Sería exagerado afirmar que nuestra relación es hostil; yo vivo, yo me dejo vivir para que Borges pueda tramar su literatura y esa
literatura me justifica. Nada me cuesta confesar que ha logrado ciertas páginas válidas, pero esas páginas no me pueden salvar,
quizá porque lo bueno ya no es de nadie, ni siquiera del otro, sino del lenguaje o la tradición. Por lo demás, yo estoy destinado a
perderme, definitivamente, y solo algún instante de mí podrá sobrevivir en el otro. Poco a poco voy cediéndole todo, aunque me
consta su perversa costumbre de falsear y magnificar. Spinoza entendió que todas las cosas quieren perseverar en su ser; la piedra
eternamente quiere ser piedra y el tigre un tigre. Yo he de quedar en Borges, no en mí (si es que alguien soy), pero me reconozco
menos en sus libros que en muchos otros o que en el laborioso rasgueo de una guitarra.

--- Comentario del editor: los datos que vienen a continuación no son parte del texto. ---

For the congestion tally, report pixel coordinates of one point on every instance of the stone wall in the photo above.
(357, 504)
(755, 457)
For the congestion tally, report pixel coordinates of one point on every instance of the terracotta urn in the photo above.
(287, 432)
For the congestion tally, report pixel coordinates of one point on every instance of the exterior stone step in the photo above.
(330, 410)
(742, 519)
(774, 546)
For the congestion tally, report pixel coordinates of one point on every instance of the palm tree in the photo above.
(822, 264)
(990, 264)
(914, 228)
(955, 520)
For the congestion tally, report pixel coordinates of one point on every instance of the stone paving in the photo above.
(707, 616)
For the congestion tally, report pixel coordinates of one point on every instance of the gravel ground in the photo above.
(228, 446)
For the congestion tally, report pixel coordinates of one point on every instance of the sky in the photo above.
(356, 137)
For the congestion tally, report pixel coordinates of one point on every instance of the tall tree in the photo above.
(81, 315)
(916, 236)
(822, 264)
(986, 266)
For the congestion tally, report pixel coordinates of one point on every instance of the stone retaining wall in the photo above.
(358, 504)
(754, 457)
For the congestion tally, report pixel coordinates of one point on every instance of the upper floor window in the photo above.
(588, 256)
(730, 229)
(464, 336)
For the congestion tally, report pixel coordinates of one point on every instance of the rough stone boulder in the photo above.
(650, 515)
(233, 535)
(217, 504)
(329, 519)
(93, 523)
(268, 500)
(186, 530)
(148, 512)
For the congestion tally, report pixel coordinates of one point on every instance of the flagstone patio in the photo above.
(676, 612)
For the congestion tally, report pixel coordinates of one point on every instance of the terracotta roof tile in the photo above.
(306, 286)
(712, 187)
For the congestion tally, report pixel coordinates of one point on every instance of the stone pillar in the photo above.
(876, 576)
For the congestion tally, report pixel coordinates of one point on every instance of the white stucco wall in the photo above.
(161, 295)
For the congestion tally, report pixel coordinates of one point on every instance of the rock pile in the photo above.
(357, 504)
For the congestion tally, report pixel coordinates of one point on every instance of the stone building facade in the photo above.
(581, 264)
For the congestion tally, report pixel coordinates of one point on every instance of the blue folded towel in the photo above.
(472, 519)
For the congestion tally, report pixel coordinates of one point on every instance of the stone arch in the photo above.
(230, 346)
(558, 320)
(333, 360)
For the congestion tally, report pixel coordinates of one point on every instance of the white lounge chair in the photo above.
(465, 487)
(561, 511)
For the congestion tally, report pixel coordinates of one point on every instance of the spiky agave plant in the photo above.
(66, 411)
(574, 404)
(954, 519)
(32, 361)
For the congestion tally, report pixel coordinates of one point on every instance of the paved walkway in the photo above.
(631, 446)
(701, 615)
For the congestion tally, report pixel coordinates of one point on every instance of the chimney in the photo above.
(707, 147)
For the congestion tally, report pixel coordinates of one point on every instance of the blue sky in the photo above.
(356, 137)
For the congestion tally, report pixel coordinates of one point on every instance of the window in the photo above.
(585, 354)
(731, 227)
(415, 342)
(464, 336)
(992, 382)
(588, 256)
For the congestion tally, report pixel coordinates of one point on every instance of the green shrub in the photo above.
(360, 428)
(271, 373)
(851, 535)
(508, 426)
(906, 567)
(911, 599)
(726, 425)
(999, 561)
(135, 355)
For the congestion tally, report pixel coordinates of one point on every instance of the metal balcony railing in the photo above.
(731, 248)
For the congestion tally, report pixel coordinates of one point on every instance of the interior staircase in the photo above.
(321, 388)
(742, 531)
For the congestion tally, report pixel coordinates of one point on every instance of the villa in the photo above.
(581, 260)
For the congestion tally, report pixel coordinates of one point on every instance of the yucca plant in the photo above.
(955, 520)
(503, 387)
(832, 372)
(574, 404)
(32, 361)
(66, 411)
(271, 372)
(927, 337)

Hace años yo traté de librarme de él y
pasé de las mitologías del arrabal a los juegos con el tiempo y con lo infinito, pero esos juegos son de Borges ahora y tendré que
idear otras
cosas. Así mi vida es una fuga y todo lo pierdo y todo es del olvido, o del otro. No sé cuál de los dos escribe esta página.
FIN
El Otro Yo
-Mario Benedetti
Se trataba de un muchacho corriente: en los pantalones se le formaban rodilleras, leía historietas, hacía ruido cuando comía, se
metía los dedos a la nariz, roncaba en la siesta, se llamaba Armando Corriente en todo menos en una cosa: tenía Otro Yo.
El Otro Yo usaba cierta poesía en la mirada, se enamoraba de las actrices, mentía cautelosamente, se emocionaba en los
atardeceres. Al muchacho le preocupaba mucho su Otro Yo y le hacía sentirse incómodo frente a sus amigos. Por otra parte, el
Otro Yo era melancólico, y debido a ello, Armando no podía ser tan vulgar como era su deseo.

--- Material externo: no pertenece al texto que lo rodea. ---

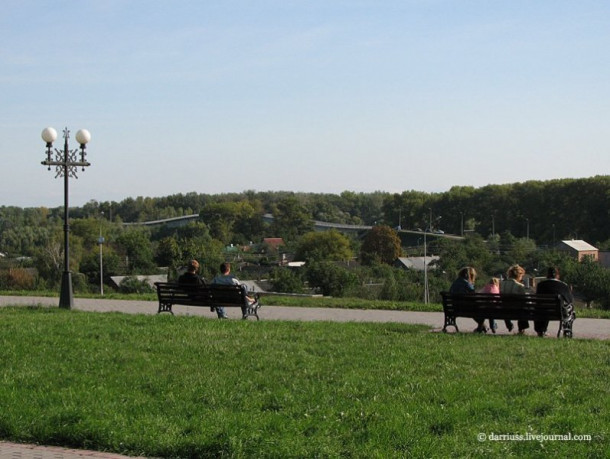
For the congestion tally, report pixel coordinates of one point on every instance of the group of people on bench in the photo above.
(192, 277)
(513, 285)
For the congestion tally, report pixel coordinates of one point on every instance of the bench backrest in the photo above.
(484, 305)
(200, 295)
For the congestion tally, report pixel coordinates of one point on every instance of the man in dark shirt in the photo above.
(552, 285)
(191, 276)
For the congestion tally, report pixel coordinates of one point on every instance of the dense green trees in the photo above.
(381, 245)
(324, 246)
(505, 224)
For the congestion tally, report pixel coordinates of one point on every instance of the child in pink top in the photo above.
(493, 286)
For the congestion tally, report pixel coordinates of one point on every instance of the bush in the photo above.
(330, 279)
(286, 280)
(17, 279)
(134, 285)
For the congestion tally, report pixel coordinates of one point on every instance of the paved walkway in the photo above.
(583, 328)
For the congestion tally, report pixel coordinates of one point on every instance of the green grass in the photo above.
(182, 386)
(310, 302)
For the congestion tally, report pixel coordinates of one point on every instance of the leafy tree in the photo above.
(290, 219)
(329, 278)
(168, 252)
(135, 244)
(327, 245)
(381, 244)
(286, 280)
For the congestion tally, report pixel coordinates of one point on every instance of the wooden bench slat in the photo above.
(534, 307)
(204, 295)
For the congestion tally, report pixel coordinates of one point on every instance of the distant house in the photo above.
(274, 242)
(579, 249)
(151, 279)
(415, 263)
(604, 259)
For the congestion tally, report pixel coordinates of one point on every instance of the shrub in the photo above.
(134, 285)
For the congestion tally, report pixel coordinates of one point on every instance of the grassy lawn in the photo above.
(183, 386)
(313, 302)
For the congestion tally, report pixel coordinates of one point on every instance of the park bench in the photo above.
(508, 307)
(213, 296)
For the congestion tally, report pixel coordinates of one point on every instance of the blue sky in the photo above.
(314, 96)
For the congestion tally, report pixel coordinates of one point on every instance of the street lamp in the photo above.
(101, 241)
(66, 164)
(426, 288)
(462, 224)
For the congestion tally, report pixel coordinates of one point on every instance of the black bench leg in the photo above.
(450, 322)
(165, 307)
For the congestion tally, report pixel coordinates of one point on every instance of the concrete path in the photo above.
(583, 328)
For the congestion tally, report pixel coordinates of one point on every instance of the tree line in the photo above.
(504, 224)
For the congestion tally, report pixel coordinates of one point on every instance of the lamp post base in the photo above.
(66, 300)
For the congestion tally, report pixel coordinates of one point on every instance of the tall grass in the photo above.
(183, 386)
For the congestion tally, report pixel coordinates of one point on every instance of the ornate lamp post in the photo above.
(101, 241)
(66, 163)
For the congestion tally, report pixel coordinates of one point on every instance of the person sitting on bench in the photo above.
(226, 278)
(191, 277)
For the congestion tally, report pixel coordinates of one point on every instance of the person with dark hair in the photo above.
(492, 287)
(513, 286)
(226, 278)
(464, 284)
(191, 276)
(552, 285)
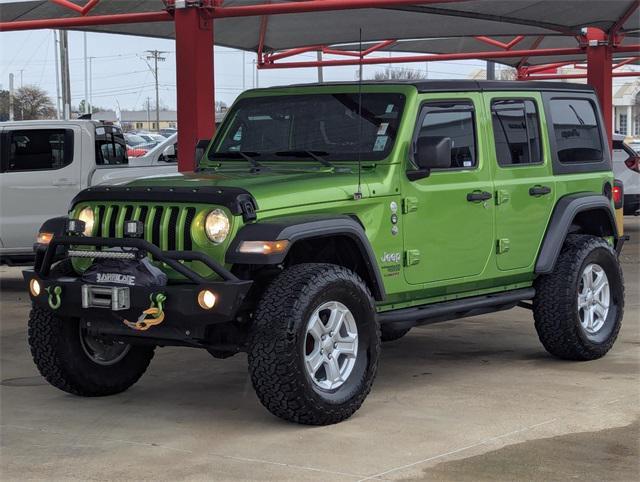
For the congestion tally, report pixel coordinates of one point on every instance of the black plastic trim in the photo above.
(563, 215)
(296, 228)
(237, 200)
(170, 258)
(450, 310)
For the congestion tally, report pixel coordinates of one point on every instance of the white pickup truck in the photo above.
(44, 164)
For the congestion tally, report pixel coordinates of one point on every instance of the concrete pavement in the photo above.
(470, 400)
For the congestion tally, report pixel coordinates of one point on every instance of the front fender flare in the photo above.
(296, 228)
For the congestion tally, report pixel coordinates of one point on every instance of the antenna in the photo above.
(358, 194)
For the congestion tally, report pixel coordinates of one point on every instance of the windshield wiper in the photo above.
(246, 155)
(315, 155)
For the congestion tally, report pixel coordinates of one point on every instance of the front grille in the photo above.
(168, 227)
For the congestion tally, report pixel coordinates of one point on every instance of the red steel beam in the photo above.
(578, 76)
(426, 58)
(613, 31)
(497, 43)
(77, 8)
(87, 21)
(625, 62)
(194, 78)
(315, 6)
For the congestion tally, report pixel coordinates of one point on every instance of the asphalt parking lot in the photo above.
(474, 399)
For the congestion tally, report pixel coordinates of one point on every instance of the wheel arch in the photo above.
(575, 214)
(312, 239)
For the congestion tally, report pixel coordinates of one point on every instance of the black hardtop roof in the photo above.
(464, 85)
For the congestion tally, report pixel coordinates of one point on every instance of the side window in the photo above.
(110, 148)
(455, 120)
(516, 131)
(38, 150)
(576, 130)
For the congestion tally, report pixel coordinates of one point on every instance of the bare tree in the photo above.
(398, 74)
(32, 103)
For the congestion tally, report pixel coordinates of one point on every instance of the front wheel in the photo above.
(314, 344)
(578, 307)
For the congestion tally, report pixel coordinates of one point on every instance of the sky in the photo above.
(121, 76)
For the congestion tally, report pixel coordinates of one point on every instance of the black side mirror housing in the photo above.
(433, 152)
(201, 147)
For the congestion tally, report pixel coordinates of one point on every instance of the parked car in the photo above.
(165, 152)
(323, 220)
(168, 131)
(626, 167)
(44, 164)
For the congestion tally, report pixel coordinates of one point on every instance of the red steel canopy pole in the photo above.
(194, 77)
(599, 76)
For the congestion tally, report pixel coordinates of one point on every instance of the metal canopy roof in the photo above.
(419, 20)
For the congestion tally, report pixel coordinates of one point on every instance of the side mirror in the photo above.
(201, 147)
(169, 152)
(433, 152)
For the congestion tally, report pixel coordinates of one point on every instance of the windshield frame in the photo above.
(211, 159)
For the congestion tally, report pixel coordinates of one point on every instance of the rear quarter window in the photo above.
(576, 133)
(37, 150)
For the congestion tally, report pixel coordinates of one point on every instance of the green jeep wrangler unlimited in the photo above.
(325, 219)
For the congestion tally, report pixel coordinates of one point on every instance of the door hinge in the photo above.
(503, 245)
(502, 196)
(409, 204)
(411, 257)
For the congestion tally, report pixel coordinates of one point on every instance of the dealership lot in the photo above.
(472, 399)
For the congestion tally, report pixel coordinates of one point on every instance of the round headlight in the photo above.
(217, 226)
(86, 216)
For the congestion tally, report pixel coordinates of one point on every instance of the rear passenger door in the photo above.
(524, 187)
(40, 175)
(448, 228)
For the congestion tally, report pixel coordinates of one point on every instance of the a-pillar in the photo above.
(599, 74)
(194, 79)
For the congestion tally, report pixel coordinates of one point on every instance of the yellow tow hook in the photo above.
(154, 315)
(54, 296)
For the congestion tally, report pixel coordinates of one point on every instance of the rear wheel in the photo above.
(578, 308)
(314, 345)
(76, 362)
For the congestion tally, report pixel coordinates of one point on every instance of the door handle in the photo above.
(539, 190)
(63, 182)
(478, 196)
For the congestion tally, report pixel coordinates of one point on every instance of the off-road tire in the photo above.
(555, 305)
(57, 352)
(389, 332)
(276, 341)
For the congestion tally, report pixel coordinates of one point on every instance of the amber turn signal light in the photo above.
(264, 247)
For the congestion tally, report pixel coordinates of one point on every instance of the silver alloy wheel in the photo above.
(594, 297)
(102, 352)
(331, 345)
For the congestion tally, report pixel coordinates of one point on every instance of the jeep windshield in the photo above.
(309, 127)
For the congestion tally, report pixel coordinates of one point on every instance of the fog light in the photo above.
(34, 287)
(206, 299)
(44, 238)
(263, 247)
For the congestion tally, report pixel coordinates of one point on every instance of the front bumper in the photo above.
(184, 319)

Una tarde Armando llegó cansado del trabajo, se quitó los zapatos, movió lentamente los dedos de los pies y encendió la radio. En
la radio estaba Mozart, pero el muchacho se durmió. Cuando despertó el Otro Yo lloraba con desconsuelo. En el primer momento,
el muchacho no supo qué hacer, pero después se rehízo e insultó concienzudamente al Otro Yo. Este no dijo nada, pero a la
mañana siguiente se había suicidado.
Al principio la muerte del Otro Yo fue un rudo golpe para el pobre Armando, pero enseguida pensó que ahora sí podría ser
enteramente vulgar. Ese pensamiento lo reconfortó.
Sólo llevaba cinco días de luto, cuando salió a la calle con el propósito de lucir su nueva y completa vulgaridad. Desde lejos vio que
se acercaban sus amigos. Eso le lleno de felicidad e inmediatamente estalló en risotadas.
Sin embargo, cuando pasaron junto a él, ellos no notaron su presencia. Para peor de males, el muchacho alcanzó a escuchar que
comentaban: «Pobre Armando. Y pensar que parecía tan fuerte y saludable».
El muchacho no tuvo más remedio que dejar de reír y, al mismo tiempo, sintió a la altura del esternón un ahogo que se parecía
bastante a la nostalgia. Pero no pudo sentir auténtica melancolía, porque toda la melancolía se la había llevado el Otro Yo.